The widow/orphan setting drove me crazy, because I'd end up with this chunk of white space at the end of a page and I couldn't figure out why. Then the cluegun accidentally went off and I had an 'aha!' moment. Now, I set Microsoft Word to exactly 25 lines and that usually does the trick. Until then, I figured it was just one of those little Word quirks that Mr. Gates tucked into the code to make sure people like me never forget his name.

Anonymous said...

Thanks but no thanks. I prefer to obsess about my story which they will reject a bajillion times anyway whether my formatting is perfect or not.

Brenda Bradshaw said...

I have widows and orphans off. I set to exactly 25 lines per page. I type in New Courier 12 pt, which apparently is unreadable. (sniff) I only put one space at the end of a sentence.

I'm keeping my method, and I'll worry about things like my stories, GMC and character arcs, and finishing the damn novels.

The Widow Ditto said...

I truly hope this was a "toss the bait and see who bites."

Heidi the Hick said...

Is this only a microsoft/ window/ word/ word perfect thing?

I've been on Mac for a year and a half, and it's been a period of non-computer-hatred for the first time in my life, and seriously, I refuse to go back to anything even remotely related to Word.

So um, if I just work away on Pages will I still encounter this?

LadyBronco said...

I'm thinking that any agent/editor who demands turning off the 'widows and orphans' is just looking for folks who can follow directions, and could really care less about the number of lines per page.

Just a thought.

Zany Mom said...

What I want to know is: Why when typing my manuscript on one font, double spaced, do I find that after I cut and paste, certain sections of the MS are suddenly in 9-pt font and single spaced??

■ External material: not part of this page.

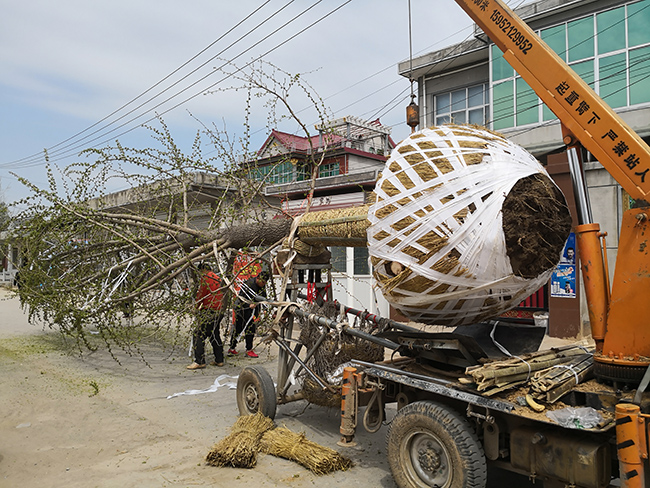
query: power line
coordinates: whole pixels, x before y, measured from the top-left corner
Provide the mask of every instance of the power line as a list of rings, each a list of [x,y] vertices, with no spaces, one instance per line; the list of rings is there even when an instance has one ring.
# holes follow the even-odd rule
[[[293,2],[293,1],[294,1],[294,0],[292,0],[292,2]],[[120,128],[125,127],[126,125],[130,124],[131,122],[133,122],[133,121],[135,121],[135,120],[137,120],[137,119],[139,119],[139,118],[145,116],[147,113],[154,111],[155,109],[157,109],[157,108],[159,108],[160,106],[164,105],[165,103],[171,101],[173,98],[179,96],[181,93],[183,93],[183,92],[187,91],[188,89],[192,88],[193,86],[197,85],[198,83],[200,83],[201,81],[205,80],[206,78],[208,78],[209,76],[211,76],[212,74],[214,74],[214,73],[217,72],[218,70],[224,68],[225,66],[233,65],[233,62],[234,62],[236,59],[240,58],[240,57],[243,56],[245,53],[247,53],[248,51],[250,51],[251,49],[253,49],[254,47],[257,47],[257,46],[260,45],[262,42],[266,41],[268,38],[270,38],[271,36],[273,36],[274,34],[276,34],[277,32],[279,32],[280,30],[284,29],[286,26],[288,26],[289,24],[291,24],[292,22],[294,22],[295,20],[297,20],[298,18],[300,18],[302,15],[304,15],[304,14],[307,13],[309,10],[311,10],[312,8],[314,8],[315,6],[317,6],[317,5],[318,5],[319,3],[321,3],[322,1],[323,1],[323,0],[319,0],[318,2],[316,2],[315,4],[313,4],[312,6],[306,8],[306,9],[303,10],[301,13],[299,13],[299,14],[296,15],[296,16],[294,16],[291,20],[285,22],[282,26],[278,27],[278,28],[275,29],[273,32],[271,32],[270,34],[268,34],[267,36],[265,36],[263,39],[261,39],[260,41],[257,41],[256,43],[254,43],[254,44],[253,44],[252,46],[250,46],[248,49],[242,51],[242,52],[239,53],[237,56],[234,56],[233,58],[230,58],[229,60],[227,60],[226,62],[224,62],[224,63],[223,63],[219,68],[215,69],[214,71],[212,71],[212,72],[209,73],[208,75],[206,75],[206,76],[202,77],[201,79],[199,79],[198,81],[192,83],[191,85],[189,85],[188,87],[184,88],[183,90],[181,90],[180,92],[176,93],[175,95],[173,95],[173,96],[171,96],[171,97],[165,99],[163,102],[160,102],[160,103],[157,104],[156,106],[154,106],[154,107],[148,109],[148,110],[145,111],[144,113],[142,113],[142,114],[140,114],[140,115],[138,115],[138,116],[136,116],[136,117],[133,117],[133,118],[127,120],[126,122],[120,124],[120,125],[117,126],[116,128],[112,129],[110,132],[115,132],[115,131],[119,130]],[[329,11],[327,14],[323,15],[323,16],[320,17],[318,20],[312,22],[312,23],[309,24],[307,27],[305,27],[305,28],[299,30],[297,33],[293,34],[293,35],[290,36],[289,38],[285,39],[285,40],[282,41],[281,43],[279,43],[279,44],[277,44],[276,46],[274,46],[273,48],[269,49],[268,51],[266,51],[266,52],[263,53],[262,55],[256,57],[255,59],[253,59],[253,60],[250,61],[249,63],[245,64],[245,65],[242,66],[241,68],[237,68],[234,72],[229,73],[228,75],[226,75],[225,77],[223,77],[222,79],[220,79],[219,81],[217,81],[216,83],[213,83],[213,84],[209,85],[208,87],[201,89],[201,91],[199,91],[198,93],[195,93],[194,95],[192,95],[192,96],[190,96],[190,97],[184,99],[183,101],[181,101],[180,103],[177,103],[176,105],[172,106],[171,108],[168,108],[168,109],[166,109],[166,110],[164,110],[164,111],[162,111],[162,112],[156,114],[154,117],[151,117],[150,119],[146,120],[146,121],[143,122],[142,124],[139,124],[138,126],[135,126],[135,127],[130,128],[130,129],[127,129],[127,130],[125,130],[125,131],[123,131],[123,132],[121,132],[121,133],[119,133],[119,134],[117,134],[117,135],[113,135],[113,136],[111,136],[110,139],[104,140],[104,141],[98,143],[97,145],[105,144],[105,143],[111,141],[113,138],[121,137],[121,136],[123,136],[123,135],[125,135],[125,134],[128,134],[129,132],[132,132],[133,130],[135,130],[135,129],[137,129],[138,127],[140,127],[141,125],[147,124],[147,123],[149,123],[149,122],[155,120],[157,117],[159,117],[159,116],[161,116],[161,115],[164,115],[164,114],[170,112],[171,110],[174,110],[174,109],[178,108],[179,106],[181,106],[181,105],[187,103],[188,101],[192,100],[193,98],[198,97],[199,95],[201,95],[202,93],[204,93],[206,90],[210,90],[210,89],[214,88],[214,87],[217,86],[218,84],[220,84],[220,83],[222,83],[223,81],[225,81],[225,80],[231,78],[232,76],[234,76],[236,73],[238,73],[238,72],[244,70],[244,69],[247,68],[248,66],[252,65],[253,63],[259,61],[259,60],[262,59],[263,57],[267,56],[268,54],[272,53],[273,51],[275,51],[275,50],[279,49],[280,47],[282,47],[283,45],[287,44],[289,41],[295,39],[295,38],[298,37],[300,34],[304,33],[305,31],[307,31],[308,29],[312,28],[312,27],[315,26],[316,24],[322,22],[323,20],[325,20],[326,18],[328,18],[329,16],[331,16],[332,14],[334,14],[335,12],[337,12],[338,10],[340,10],[341,8],[343,8],[345,5],[347,5],[348,3],[350,3],[351,1],[352,1],[352,0],[347,0],[347,1],[344,2],[343,4],[339,5],[337,8],[335,8],[335,9]],[[290,2],[290,3],[291,3],[291,2]],[[244,37],[245,37],[245,36],[244,36]],[[118,119],[118,120],[119,120],[119,119]],[[110,132],[109,132],[109,133],[110,133]],[[98,137],[96,137],[96,138],[94,138],[94,139],[91,139],[91,140],[88,141],[87,143],[95,142],[95,141],[101,139],[102,137],[104,137],[104,136],[106,136],[106,135],[107,135],[107,134],[100,135],[100,136],[98,136]],[[87,144],[87,143],[86,143],[86,144]],[[78,149],[79,147],[81,147],[81,146],[80,146],[80,145],[77,145],[77,146],[75,146],[75,147],[73,147],[73,148],[71,148],[71,149],[69,149],[68,151],[65,151],[65,152],[63,152],[63,153],[57,152],[56,157],[59,158],[59,159],[61,159],[61,158],[64,157],[65,155],[69,155],[69,154],[71,154],[72,152],[74,152],[74,151],[75,151],[76,149]],[[58,160],[58,159],[51,159],[51,161],[55,161],[55,160]],[[0,167],[11,167],[10,164],[11,164],[11,163],[7,163],[7,164],[5,164],[5,165],[0,165]],[[40,164],[42,164],[42,161],[29,161],[29,162],[25,162],[25,163],[22,163],[22,164],[16,164],[14,167],[15,167],[15,168],[18,168],[18,167],[30,167],[30,166],[40,165]]]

Drives me batty. Then, dog forbid, you fix it, but then copy and paste to a new page. Bingo! It all comes back, tiny font and all.

ACK!!

Ryan Field said...

And, I'm thinking any agent/editor who demands (or even mentions) taking off widows/orphans can expect me to laugh in his or her face.

Robin L. said...

Zany Mom - are you cutting and pasting within the same doc or from other docs? If you are involving other docs, you are bringing the formatting from those docs with you. If it's in the same doc, my guess is this: You had it single spaced at some point, and in a different font, maybe even before you started typing. So, at blank places in the story, maybe at the end and beginning, it's still in that format, even though there are no words there. So, when you paste into it or cut from it, it messes with your formatting.

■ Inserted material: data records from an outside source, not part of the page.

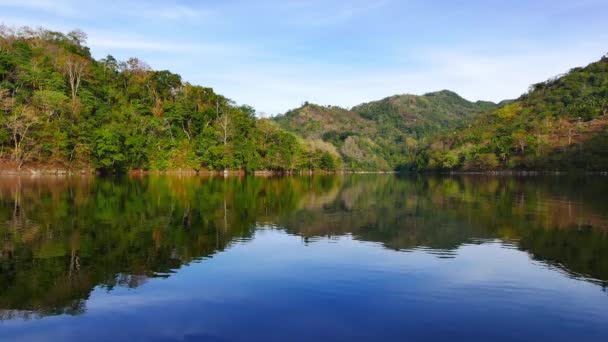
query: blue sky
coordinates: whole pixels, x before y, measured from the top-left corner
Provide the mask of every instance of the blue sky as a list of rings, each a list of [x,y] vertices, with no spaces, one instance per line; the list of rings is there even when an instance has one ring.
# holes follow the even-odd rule
[[[500,101],[608,52],[606,0],[0,0],[0,23],[80,28],[98,59],[139,57],[261,115],[441,89]]]

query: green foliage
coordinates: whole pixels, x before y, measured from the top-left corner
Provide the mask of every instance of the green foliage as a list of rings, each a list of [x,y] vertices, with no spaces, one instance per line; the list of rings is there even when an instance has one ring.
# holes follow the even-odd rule
[[[211,88],[136,58],[96,61],[85,39],[79,31],[2,27],[0,143],[12,152],[3,156],[104,172],[340,165],[333,154],[307,165],[314,148]]]
[[[433,146],[441,145],[437,150]],[[419,146],[409,170],[608,169],[608,57],[530,87],[467,128]],[[458,155],[457,158],[455,156]]]
[[[424,96],[392,96],[351,110],[306,103],[275,121],[304,139],[322,139],[333,145],[347,170],[394,170],[411,163],[408,158],[418,141],[456,129],[495,107],[444,90]]]

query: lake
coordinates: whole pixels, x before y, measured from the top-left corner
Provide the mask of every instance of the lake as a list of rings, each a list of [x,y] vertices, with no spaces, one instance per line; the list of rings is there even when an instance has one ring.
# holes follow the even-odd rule
[[[0,177],[0,340],[608,339],[608,177]]]

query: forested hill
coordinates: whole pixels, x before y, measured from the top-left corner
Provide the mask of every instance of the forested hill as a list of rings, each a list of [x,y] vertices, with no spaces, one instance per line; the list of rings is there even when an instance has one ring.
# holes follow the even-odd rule
[[[514,101],[449,91],[258,119],[141,60],[95,60],[81,31],[0,26],[6,170],[608,170],[608,57]]]
[[[409,163],[425,138],[495,108],[492,102],[469,102],[443,90],[391,96],[350,110],[306,103],[275,120],[305,139],[335,146],[347,170],[393,170]]]
[[[336,170],[213,89],[136,58],[91,57],[81,31],[0,26],[0,170]]]
[[[608,170],[608,55],[419,146],[409,170]]]

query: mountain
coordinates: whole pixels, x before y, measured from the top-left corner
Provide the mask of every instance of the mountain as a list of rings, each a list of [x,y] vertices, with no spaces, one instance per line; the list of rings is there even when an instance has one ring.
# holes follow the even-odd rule
[[[306,103],[277,116],[280,127],[304,139],[321,139],[340,152],[346,169],[393,170],[425,138],[497,108],[443,90],[395,95],[351,109]]]
[[[211,88],[137,58],[94,59],[84,32],[0,25],[0,173],[340,167],[333,146]]]
[[[608,55],[419,146],[410,170],[608,170]]]

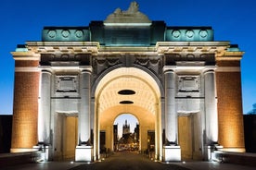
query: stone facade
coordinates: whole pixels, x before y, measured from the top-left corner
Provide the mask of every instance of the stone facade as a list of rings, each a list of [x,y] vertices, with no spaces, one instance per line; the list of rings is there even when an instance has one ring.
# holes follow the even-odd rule
[[[42,41],[12,53],[12,152],[34,146],[45,148],[46,160],[100,159],[100,131],[113,151],[114,118],[123,113],[139,120],[140,150],[155,131],[158,160],[211,159],[220,146],[244,151],[243,52],[214,41],[211,27],[168,27],[131,6],[89,27],[45,27]]]

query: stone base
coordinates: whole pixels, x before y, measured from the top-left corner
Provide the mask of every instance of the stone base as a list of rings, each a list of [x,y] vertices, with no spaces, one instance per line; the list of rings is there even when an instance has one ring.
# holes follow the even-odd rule
[[[51,146],[33,146],[32,149],[33,151],[41,152],[39,158],[35,160],[36,162],[46,162],[53,160]]]
[[[92,162],[93,147],[92,146],[77,146],[75,149],[76,162]]]
[[[215,156],[213,154],[214,152],[223,149],[223,146],[216,145],[216,146],[205,146],[204,148],[204,160],[205,161],[213,161],[215,159]]]
[[[163,161],[176,162],[181,161],[180,146],[163,146]]]

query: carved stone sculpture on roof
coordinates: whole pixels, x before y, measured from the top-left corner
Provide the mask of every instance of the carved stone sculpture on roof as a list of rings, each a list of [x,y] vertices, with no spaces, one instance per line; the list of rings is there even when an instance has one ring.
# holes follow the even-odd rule
[[[147,16],[139,11],[139,5],[132,2],[127,10],[117,8],[108,16],[105,25],[150,25]]]

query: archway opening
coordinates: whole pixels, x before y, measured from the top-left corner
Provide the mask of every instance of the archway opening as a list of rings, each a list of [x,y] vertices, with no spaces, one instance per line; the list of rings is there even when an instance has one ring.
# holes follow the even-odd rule
[[[161,156],[160,90],[152,76],[135,67],[111,70],[98,82],[95,97],[95,134],[97,135],[94,143],[98,150],[95,151],[96,154],[99,153],[100,142],[105,142],[105,147],[111,152],[116,150],[113,135],[115,119],[122,114],[132,114],[139,122],[138,150],[147,150],[151,145],[148,141],[153,141],[157,157]],[[148,134],[151,135],[150,140]],[[104,141],[100,141],[100,136],[104,136]]]
[[[131,114],[122,114],[113,125],[114,151],[139,151],[139,122]]]

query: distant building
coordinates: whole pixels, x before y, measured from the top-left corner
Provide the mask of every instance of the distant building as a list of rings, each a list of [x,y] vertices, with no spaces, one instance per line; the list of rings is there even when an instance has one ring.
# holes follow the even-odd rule
[[[122,136],[130,133],[130,124],[127,124],[127,120],[125,120],[125,124],[122,126]]]
[[[114,133],[114,151],[117,150],[118,146],[118,125],[113,125],[113,133]]]
[[[12,115],[0,115],[0,153],[10,152]]]
[[[123,113],[139,121],[139,150],[150,132],[158,160],[245,152],[244,52],[215,41],[211,27],[168,26],[132,2],[105,20],[39,34],[12,52],[12,152],[44,146],[45,161],[98,160],[101,145],[114,150],[113,122]]]

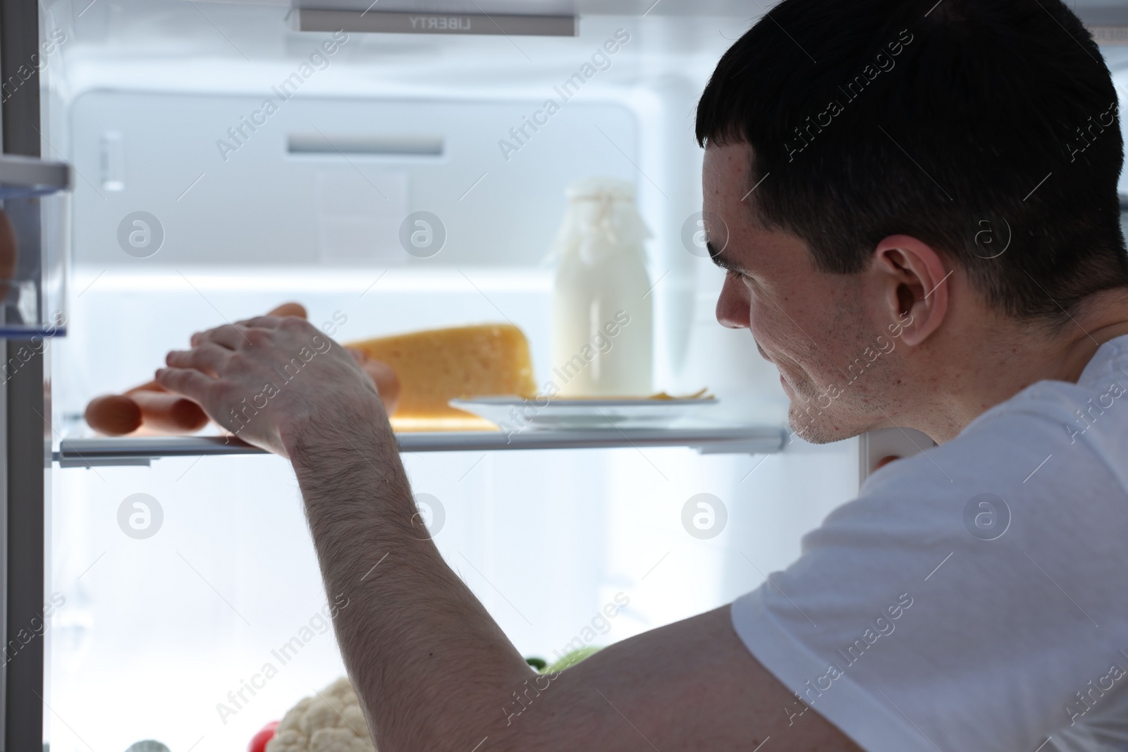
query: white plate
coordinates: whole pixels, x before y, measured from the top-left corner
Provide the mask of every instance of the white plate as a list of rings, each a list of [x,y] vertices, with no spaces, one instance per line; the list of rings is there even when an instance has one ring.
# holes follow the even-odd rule
[[[705,399],[565,399],[472,397],[450,406],[512,430],[660,428],[716,405]]]

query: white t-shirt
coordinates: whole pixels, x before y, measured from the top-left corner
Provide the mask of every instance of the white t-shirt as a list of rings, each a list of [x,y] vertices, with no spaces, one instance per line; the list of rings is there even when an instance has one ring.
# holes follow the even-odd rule
[[[873,474],[732,622],[869,752],[1128,750],[1128,336]]]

You might be able to fix it by doing cntl-a, cntl-c and then changing the formating once and for all.

Hope that helps!

Terry said...

Zany Mom -
After you paste, there's a little box that shows up at the end of the section. Click it and choose the "Match Source Formatting" button.

Grendel's Dam said...

I am grateful to my fellow Snarklings for all this info on "Widows and Orphans." I've always hated those huge white spaces that appear as text leaps forward to the next page. Until now, I never knew how to eliminate them. I have just followed the instructions posted by Virginia Miss, and not only do I have nicely balanced pages, but I've shortened my opus by a number of pages. I'm sure the trees will be grateful, too.

Aarin said...

As always:

If you’re good enough, precise format doesn’t matter.

If you’re not good enough, precise format won’t help.

Fuck it. Work on the writing.

Kanani said...

This is stuff I normally don't like to EVER think about. However, thanks for all the good information. I do find WORD a real pain as opposed to other word processing programs I've worked with. Too bad it's the standard.
Ugh.

Al Sensu said...

I';m going to contribute to the Widows & Orphans Fund to help you writers out.